In a telephone interview from his mountainside home, Steve O'Meara recalled the awe of witnessing an earlier eruption on Kilauea in September 18, 1982. "There was a precursor eruption at the summit. That was the first eruption I was ever able to see. There was a curtain of fire with fountains 60 to 200 feet [18 to 61 meters] high just pumping away."

Kilauea may be the world's most active volcano. During the past century, it erupted more than 40 times. The volcano's current outburst, 20 years old and counting, shows no signs of abating.

Kilauea's present eruption began on January 3, 1983 in the rain forests of the mountain's east rift zone. The mountain split into a four-mile-long (1.2-meter-long) fissure that issued a towering wall of molten lava.

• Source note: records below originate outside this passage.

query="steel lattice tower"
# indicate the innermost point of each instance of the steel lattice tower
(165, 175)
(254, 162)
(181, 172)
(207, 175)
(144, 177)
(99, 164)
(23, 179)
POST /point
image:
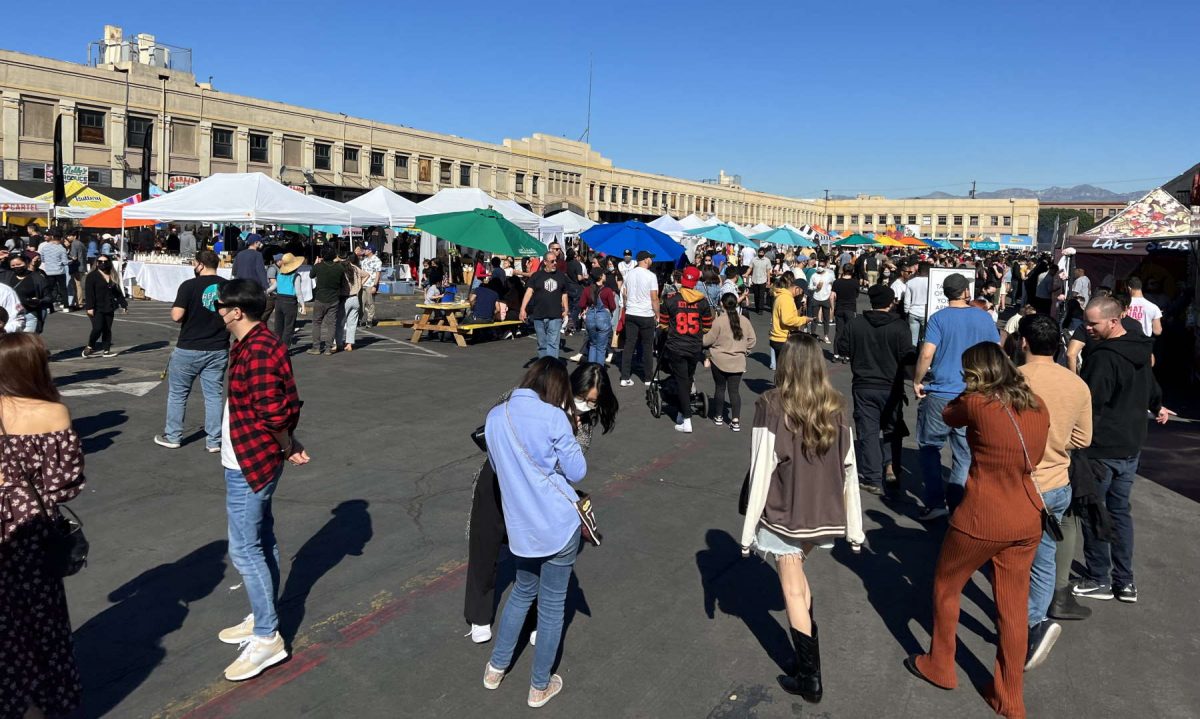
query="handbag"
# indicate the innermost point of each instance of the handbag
(480, 438)
(1050, 523)
(66, 552)
(588, 527)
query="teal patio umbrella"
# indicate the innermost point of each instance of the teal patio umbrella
(784, 235)
(723, 233)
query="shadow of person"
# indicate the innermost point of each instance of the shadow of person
(118, 648)
(91, 430)
(747, 588)
(346, 534)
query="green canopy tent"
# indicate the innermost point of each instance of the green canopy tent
(481, 229)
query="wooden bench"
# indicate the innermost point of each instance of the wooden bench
(471, 329)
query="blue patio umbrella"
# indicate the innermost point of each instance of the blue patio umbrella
(723, 233)
(617, 237)
(784, 235)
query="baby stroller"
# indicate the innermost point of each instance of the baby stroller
(665, 387)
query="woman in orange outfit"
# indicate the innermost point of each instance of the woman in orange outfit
(999, 520)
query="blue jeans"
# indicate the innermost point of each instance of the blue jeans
(544, 579)
(599, 324)
(933, 432)
(181, 372)
(1043, 573)
(252, 547)
(1102, 557)
(547, 331)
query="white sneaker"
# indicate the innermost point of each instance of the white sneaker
(480, 633)
(239, 633)
(492, 677)
(257, 654)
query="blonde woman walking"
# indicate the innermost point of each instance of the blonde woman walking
(802, 491)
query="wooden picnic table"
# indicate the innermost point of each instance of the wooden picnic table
(448, 323)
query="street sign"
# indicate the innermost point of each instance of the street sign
(70, 172)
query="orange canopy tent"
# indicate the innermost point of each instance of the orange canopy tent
(114, 219)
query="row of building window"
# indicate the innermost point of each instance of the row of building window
(942, 220)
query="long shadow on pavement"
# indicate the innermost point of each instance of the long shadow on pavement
(91, 430)
(747, 588)
(118, 648)
(346, 534)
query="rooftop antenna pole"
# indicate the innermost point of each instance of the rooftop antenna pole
(587, 131)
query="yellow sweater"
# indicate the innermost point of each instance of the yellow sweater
(784, 317)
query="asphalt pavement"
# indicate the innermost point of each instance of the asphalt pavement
(665, 619)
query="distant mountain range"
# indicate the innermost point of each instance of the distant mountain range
(1077, 193)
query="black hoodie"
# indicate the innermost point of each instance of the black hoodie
(880, 343)
(1123, 388)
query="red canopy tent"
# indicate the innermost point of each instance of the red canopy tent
(114, 219)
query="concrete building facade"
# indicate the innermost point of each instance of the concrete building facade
(935, 217)
(197, 131)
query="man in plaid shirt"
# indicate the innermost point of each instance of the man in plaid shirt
(261, 415)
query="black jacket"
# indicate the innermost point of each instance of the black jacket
(1123, 388)
(101, 295)
(880, 346)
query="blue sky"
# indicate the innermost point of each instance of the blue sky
(883, 97)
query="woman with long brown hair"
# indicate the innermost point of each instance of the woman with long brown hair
(802, 490)
(999, 521)
(41, 466)
(537, 457)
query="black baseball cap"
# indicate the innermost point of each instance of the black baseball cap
(954, 286)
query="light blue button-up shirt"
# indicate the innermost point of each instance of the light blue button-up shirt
(540, 520)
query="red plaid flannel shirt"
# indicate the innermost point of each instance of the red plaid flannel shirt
(263, 400)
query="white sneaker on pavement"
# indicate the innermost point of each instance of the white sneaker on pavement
(480, 633)
(257, 654)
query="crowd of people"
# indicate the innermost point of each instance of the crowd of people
(1044, 436)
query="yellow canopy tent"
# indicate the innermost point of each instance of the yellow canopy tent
(82, 201)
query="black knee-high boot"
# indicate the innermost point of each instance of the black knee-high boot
(807, 679)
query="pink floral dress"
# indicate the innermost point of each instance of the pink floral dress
(36, 661)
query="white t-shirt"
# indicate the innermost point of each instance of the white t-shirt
(916, 297)
(822, 285)
(748, 255)
(640, 282)
(228, 459)
(1145, 312)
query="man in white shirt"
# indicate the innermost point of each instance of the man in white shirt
(747, 256)
(627, 264)
(822, 289)
(11, 304)
(640, 303)
(916, 297)
(1143, 310)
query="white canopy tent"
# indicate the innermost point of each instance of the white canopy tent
(19, 204)
(571, 222)
(238, 197)
(400, 210)
(669, 225)
(355, 215)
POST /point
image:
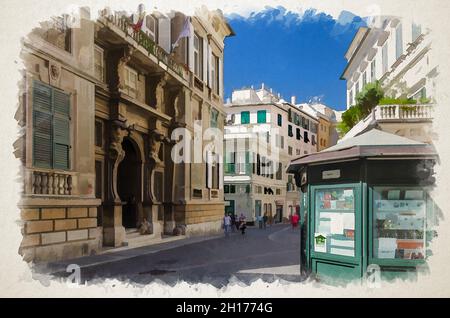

Around the fissures main vent, cinder and lava massed into a 1,000-foot-high (305-meter-high) cone.

"Watching something grow over the years from a crack in the ground into a towering landmark was really phenomenal," Steve O'Meara said.

A Hot Romance

Steve O'Meara first met his wife Donna in Boston in 1986. The couple spent their second date hovering in a helicopter over Kilauea's lake of molten lava named Kupaianaha (a Hawaiian phrase that means "the mysterious one"). One year later, the pair landed in a helicopter next to a lava flow and were married.

In subsequent years, Kupaianaha overflowed, sending lava down the mountainside and through underground channels en route to the ocean. The lava flows destroyed 100 homes and buried the village of Kalapana. The destruction finally ended when the Kupaianaha lava lake dried up in 1992.

The O'Mearas were frequent visitors to Kilauea during this time, but said they soon wondered why they were merely guests. "We returned several times a year until we finally said, 'Let's just move to Kilauea,'" Steve O'Meara recalled. "So we've now been living on the Volcano for 10 years. It's more than just a scientific relationship with Kilauea."

Kilauea is perhaps the only volcano in the world with a drive-in caldera. The main depression of the volcanic crater measures over three kilometers by five kilometers (1.9 miles by 3.1 miles) in breadth and ranges up to 165 meters (541 feet) deep. It is a popular attraction with visitors to Hawaii Volcanoes National Park.

Away from the caldera, a flow of highly fluid lava issuing from a new vent formed on May 12, 2002, has offered visitors to the park an unusually close look at ongoing volcanic activity.